TERAPIA
EXPRESS
Tropezamos en la T4. Me miró.
Fue un instante para él, toda una vida para mí. Se disculpó, me ayudó a levantarme
y continuó su camino. Yo me quedé con el roce de sus dedos en mi mano y mientras
seguía pasando la mopa, mi mente voló a Tokyo. Ah, que no lo he dicho: era
japonés, o chino.
Viviríamos en una casita muy
feng shui: cada cosa ordenada en su sitio. Yo cuidaría del frondoso jardín, de
las flores de loto, de los pececillos del estanque. Y él prepararía un té de
jazmín en nuestra cocina requetelimpia. Y tendríamos un hijo precioso, con sus
ojos rasgados y su flequillo liso.
Pero el amor se acabaría,
porque éramos tan distintos.

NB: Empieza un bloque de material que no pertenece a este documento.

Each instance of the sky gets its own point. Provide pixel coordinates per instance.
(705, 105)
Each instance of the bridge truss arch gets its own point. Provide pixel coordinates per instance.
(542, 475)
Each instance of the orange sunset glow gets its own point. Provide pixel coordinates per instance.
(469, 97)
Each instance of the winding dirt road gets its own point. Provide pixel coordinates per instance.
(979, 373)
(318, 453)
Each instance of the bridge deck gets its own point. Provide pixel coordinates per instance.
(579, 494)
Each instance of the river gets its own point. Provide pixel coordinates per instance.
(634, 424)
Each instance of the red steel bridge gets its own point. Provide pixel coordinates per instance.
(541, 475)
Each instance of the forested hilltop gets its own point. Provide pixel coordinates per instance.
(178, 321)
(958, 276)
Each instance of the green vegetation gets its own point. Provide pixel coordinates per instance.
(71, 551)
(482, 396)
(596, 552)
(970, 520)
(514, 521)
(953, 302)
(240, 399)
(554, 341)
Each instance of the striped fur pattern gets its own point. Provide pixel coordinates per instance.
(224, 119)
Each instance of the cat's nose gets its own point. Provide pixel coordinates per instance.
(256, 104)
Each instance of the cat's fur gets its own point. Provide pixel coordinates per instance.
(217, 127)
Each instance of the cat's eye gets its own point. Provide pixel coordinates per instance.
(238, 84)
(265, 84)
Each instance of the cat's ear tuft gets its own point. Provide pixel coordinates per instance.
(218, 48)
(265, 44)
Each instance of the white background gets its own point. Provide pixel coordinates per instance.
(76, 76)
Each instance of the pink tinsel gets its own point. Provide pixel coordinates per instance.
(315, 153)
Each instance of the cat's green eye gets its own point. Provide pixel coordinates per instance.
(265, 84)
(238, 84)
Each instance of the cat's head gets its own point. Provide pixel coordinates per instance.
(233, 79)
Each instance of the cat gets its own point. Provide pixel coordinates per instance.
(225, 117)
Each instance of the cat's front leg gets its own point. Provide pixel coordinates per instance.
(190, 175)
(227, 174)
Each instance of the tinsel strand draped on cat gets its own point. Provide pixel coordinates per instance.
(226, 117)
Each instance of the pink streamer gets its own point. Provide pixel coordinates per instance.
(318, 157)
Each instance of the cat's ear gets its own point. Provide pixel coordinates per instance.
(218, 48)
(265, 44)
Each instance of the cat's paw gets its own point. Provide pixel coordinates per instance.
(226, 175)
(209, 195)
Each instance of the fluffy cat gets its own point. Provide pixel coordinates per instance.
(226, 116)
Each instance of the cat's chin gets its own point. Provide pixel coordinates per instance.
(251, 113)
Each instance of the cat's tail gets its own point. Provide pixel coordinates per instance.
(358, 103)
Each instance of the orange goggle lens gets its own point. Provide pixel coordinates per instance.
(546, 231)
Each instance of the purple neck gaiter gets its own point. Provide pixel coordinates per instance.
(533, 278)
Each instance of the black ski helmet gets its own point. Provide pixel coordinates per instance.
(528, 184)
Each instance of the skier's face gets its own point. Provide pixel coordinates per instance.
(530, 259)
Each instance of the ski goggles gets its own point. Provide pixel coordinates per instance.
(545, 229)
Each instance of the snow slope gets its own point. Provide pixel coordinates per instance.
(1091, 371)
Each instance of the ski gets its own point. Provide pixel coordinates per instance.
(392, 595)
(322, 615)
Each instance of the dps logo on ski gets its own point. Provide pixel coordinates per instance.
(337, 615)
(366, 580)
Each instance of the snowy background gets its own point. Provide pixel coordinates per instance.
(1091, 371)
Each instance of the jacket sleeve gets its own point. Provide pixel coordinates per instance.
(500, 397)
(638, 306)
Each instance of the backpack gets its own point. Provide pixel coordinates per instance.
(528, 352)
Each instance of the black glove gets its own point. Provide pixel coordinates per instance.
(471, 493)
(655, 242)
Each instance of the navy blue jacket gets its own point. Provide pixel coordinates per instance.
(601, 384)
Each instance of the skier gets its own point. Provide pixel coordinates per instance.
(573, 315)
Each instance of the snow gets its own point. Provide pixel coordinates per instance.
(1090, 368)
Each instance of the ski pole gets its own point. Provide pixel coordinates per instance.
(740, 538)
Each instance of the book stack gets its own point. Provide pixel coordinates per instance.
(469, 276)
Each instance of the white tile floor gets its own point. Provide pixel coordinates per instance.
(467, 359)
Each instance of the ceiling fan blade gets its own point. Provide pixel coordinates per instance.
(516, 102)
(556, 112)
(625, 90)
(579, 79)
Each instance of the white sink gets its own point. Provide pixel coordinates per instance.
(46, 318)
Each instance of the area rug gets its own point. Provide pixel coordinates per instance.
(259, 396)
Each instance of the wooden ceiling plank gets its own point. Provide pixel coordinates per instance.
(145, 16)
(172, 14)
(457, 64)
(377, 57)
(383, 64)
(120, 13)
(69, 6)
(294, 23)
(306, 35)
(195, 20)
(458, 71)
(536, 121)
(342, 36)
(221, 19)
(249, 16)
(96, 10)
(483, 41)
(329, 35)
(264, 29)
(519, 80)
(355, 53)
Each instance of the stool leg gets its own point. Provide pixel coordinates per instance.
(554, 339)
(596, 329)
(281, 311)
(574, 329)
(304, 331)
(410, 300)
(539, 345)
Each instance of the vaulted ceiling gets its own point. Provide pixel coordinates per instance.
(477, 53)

Yo me volvería a mi país y vaya lío con el vete y
ven del crío, que si dónde pasaría las navidades, los cumpleaños, las
vacaciones…
Cada vez que riño con mi Pepe
me choco intencionadamente con algún pasajero atractivo mientras limpio la
terminal. Se me suele quitar así el cabreo y luego vuelvo a casa deseando darle
un achuchón al atontado de mi marido. Eso nunca, ni con el japonés ni con
ningún otro, me habría apetecido.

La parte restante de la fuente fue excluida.